На трости из тёмного дерева красовалась голова орла. Рубиновые глаза хищника, слегка потёртые временем, словно впивались в каждого, кто осмеливался на него посмотреть. Седовласый мужчина с тяжёлым взглядом аккуратно прислонил трость к столу и сел в кресло дешёвой забегаловки на окраине Бруклина. Его безупречный костюм и блестящие туфли слишком выделялись на фоне облезлых и пропахнувших дешёвым кофе стен.
— Кофе, сэр? — тучная официантка с безразличным лицом подошла к столику. Он молча кивнул, даже не взглянув на неё. Его взгляд застыл на стрелках часов, будто он считал каждую секунду. За окном вечерний Нью-Йорк медленно тонул в колючем, холодном дожде.

Дверь скрипнула, впуская внутрь поток влажного, промозглого воздуха. На мгновение в зале воцарилась тишина, нарушаемая лишь шипением кофемашины. В дверях стоял высокий мужчина в длинном тёмном плаще. Он снял кепку — открылись резкие, несущие отпечаток лет и испытаний черты лица и коротко стриженные волосы с густой проседью. Его походка — бесшумная и выверенная, глаза цеплялись за каждую деталь, как у хищника, привыкшего оценивать угрозу с первого взгляда.

Он медленно осмотрел помещение, на мгновение задержавшись на каждом лице, будто сканируя и архивируя их в памяти. И лишь затем направился к столику в углу.
Незнакомец молча опустился в кресло напротив, достал плоский жёлтый конверт и аккуратно положил его на стол и придвинул его ближе к собеседнику.

Мужчина разорвал край и достал папку. Некоторое время он листал документы, вчитывался, задерживался на страницах, словно выискивая то, что не было написано словами. Его взгляд мрачнел с каждой секундой.

Незнакомец быстро достал ручку, сделал пару коротких движений на салфетке и придвинул её к собеседнику.
Тот приподнял бровь и на секунду задержал взгляд на бумагах, а затем медленно перевёл его на сидящего напротив.

— Сумма впечатляет, — произнёс он негромко. — За такие деньги не убивают одного человека. За такие деньги начинают войну и переписывают судьбы.

— Но война началась уже давно — без нас, — прошептал собеседник.

— Ты знаешь, я так не работаю. У меня есть люди, которые приносят мне заказы. Через них проходит всё — имена, бумаги, грязь. Я не беру это в руки сам. Никогда.

Незнакомец чуть склонил голову, как будто ожидал этих слов.
— Понимаю. Но это дело иное. Между нами не должно быть посредников. Никаких следов, никакой бумаги. Только ты и твой лучший исполнитель. Мне нужно тихо, чисто. И быстро.

— Когда? — спросил сидевший у окна.
— Вчера, — прозвучало в ответ.

Мужчина снова посмотрел в папку, задержался на фотографии. Мужчина, женщина, двое сыновей... девочка. Его пальцы чуть дольше, чем нужно, удерживали снимок.
— И она? — тихо спросил он.

Незнакомец поправил рукав, стараясь выглядеть равнодушным.
— Девочку трогать не нужно. Подростки редко мешают. Отправят в приют, забудет, перерастёт. Пустяки.

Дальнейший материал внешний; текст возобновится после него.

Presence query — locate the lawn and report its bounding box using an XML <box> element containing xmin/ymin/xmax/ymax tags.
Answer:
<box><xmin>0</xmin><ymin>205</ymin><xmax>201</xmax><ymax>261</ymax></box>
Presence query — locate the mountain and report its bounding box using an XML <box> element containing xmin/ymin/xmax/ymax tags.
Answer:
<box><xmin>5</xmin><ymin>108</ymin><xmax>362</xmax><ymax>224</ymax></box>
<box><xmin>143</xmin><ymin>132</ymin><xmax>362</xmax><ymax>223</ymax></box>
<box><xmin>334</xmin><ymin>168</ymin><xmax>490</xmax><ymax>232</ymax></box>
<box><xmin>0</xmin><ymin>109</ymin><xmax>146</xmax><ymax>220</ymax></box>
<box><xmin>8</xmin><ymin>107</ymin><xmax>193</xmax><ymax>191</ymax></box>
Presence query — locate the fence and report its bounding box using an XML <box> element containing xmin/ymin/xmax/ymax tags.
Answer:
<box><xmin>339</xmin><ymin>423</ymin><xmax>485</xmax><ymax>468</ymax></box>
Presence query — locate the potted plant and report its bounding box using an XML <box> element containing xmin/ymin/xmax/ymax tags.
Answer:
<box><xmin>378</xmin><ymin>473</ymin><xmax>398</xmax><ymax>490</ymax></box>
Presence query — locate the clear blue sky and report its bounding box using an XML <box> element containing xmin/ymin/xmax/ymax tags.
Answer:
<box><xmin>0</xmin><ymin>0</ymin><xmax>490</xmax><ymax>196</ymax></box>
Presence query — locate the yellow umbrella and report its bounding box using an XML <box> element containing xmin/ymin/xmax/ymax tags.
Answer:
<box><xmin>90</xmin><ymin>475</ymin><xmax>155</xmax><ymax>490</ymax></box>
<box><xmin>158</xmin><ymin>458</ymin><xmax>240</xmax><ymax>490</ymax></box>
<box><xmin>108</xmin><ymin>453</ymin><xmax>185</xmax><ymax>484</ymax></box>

Мужчина закрыл глаза на мгновение, как будто принял внутри себя решение. Потом снова заговорил, его голос стал ниже, тяжелее:

— Ошибаешься. Подростки — самые опасные. Они не забывают. Они ждут. И мстят куда беспощаднее.

Он наклонился вперёд, и его голос опустился до шёпота, густого и вязкого, как смола:
— Я расскажу одну историю. В шестидесятых, в Кении, в самый разгар повстанческих конфликтов и стычек с группами, действовавшими на границе с Сомали, вооружённых отрядов было десятки. Одна, «Аль Джимат», была особенно жестокой. Они захватили группу врачей Красного Креста — миссию из Европы, требуя за них выкуп. Среди пленников была француженка. Молодая, красивая. Каждый хотел забраться под её юбку, но никто не решался. Лидер, Мухаммед Джамхат, планировал взять деньги, отдать остальных, а её оставить себе.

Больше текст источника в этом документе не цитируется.